Omg, my first agent one-on-one was terrifying. My palms were all sweaty and my voice kept getting really high-pitched from the nerves. The agent was so kind about it, though, and really put me at ease. That’s the other thing: so much of publishing is scary because we build it up in our minds. But we forget that these are our people! Book lovers and readers and writers! What’s scary about that?
I love the way you push yourself to succeed by conquering your fear and the roadblocks all in one. You’ve got such an inspiring story – and it sounds like you’ve got a wonderful husband too!
He’s a great catch, if I do say so 😉 We’ve known each other 10 years now and what I love most is that we constantly challenge ourselves.
Fear IS a great motivator, isn’t it? Well, Natalia, I think you know that I faced the exact same situation with my freelance business and my husband. Exact. I’d been full-time freelancing for only four months and didn’t have my business built up, either, when my husband came home and said, happily: “I quit my job. I want to go to school.” WOO WEE – talk about shock. But we made it work!

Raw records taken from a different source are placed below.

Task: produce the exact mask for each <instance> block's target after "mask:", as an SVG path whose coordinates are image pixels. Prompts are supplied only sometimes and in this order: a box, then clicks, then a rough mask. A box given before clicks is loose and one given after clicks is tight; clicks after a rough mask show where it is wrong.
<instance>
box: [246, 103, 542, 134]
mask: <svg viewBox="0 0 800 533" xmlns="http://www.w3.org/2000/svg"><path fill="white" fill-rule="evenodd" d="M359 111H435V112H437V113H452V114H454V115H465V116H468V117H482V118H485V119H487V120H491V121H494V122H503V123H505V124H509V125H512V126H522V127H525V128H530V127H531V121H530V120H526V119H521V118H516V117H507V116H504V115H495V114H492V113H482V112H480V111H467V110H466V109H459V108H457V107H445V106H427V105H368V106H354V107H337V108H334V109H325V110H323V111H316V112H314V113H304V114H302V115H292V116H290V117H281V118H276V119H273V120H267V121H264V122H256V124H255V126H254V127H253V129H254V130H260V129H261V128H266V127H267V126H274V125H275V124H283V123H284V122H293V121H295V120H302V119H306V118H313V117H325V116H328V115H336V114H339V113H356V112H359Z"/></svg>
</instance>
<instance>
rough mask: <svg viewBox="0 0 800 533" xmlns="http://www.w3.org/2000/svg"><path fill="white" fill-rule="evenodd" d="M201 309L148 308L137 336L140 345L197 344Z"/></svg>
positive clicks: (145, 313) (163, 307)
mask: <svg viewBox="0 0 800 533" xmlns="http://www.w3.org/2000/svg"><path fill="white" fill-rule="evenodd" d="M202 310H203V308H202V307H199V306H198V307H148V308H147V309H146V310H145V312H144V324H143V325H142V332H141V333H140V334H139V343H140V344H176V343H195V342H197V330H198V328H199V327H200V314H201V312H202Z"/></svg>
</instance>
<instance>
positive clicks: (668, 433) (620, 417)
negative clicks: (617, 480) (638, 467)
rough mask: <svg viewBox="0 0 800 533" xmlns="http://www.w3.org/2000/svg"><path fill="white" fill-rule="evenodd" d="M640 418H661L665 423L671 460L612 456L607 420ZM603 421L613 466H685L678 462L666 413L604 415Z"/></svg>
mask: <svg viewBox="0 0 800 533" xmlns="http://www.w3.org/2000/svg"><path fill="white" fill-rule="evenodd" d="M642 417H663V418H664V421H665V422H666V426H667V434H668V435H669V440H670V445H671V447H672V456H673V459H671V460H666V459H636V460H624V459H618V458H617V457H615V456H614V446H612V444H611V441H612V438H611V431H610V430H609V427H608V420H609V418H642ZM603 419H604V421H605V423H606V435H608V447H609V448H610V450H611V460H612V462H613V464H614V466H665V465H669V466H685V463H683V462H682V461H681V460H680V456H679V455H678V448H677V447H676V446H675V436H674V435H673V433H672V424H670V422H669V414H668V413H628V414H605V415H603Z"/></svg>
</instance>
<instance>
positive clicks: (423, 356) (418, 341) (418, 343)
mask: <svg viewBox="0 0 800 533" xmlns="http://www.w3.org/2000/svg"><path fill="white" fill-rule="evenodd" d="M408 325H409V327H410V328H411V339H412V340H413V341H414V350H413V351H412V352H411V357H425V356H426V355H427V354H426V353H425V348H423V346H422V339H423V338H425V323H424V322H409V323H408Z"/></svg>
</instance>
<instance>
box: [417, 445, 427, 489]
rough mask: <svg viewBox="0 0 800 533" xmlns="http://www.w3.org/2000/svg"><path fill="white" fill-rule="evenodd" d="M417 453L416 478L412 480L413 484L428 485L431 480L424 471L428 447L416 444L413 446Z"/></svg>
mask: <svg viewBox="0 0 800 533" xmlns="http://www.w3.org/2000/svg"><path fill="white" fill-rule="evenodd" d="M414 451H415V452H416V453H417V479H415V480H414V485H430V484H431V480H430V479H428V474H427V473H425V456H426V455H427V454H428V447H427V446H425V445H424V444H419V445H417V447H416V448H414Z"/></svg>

Yes! I’m still so amazed that we went through the same exact thing. That must be one of the (many) reasons that we’ve connected the way we have over the years.
This is such an inspiring post! Thanks for helping me think about fear in a positive way.
Thanks so much for stopping by, Stefani! I’m so glad the post helped you look at fear in a new way.
I have as much fear as anybody, in real life. What I’ve learned over the years is to just keep going anyway (in most cases).
In writing life, I don’t have much fear. A quote from Andy Warhol had a huge effect on me when I read it: “[I]f you say that artists take ‘risks’ it’s insulting to the men who landed on D-Day, to stuntmen, to baby-sitters, to Evel Knievel, to stepdaughters, to coal miners, and to hitch-hikers, because they’re the ones who really know what ‘risks’ are.”
That was wonderfully freeing when I read it and thought about it.
Wow, you’re right. Hugely freeing. And a very powerful way to put things in perspective. Thanks for sharing, Anthony.
The funny thing about that quote is that it’s not one of those quotes that fly around the Internet and “go viral” and often turn out to be attributed incorrectly anyway. I know it’s legit because I typed it up myself, from The Philosophy of Andy Warhol, and I keep expecting it to go viral, but it doesn’t.
You’d think it would, it’s such a great quote. It’s a bit long for Twitter but mind if I share it on my FB page? I’ll link back to you.
Absolutely. The more people (particularly artists) who read it, the better.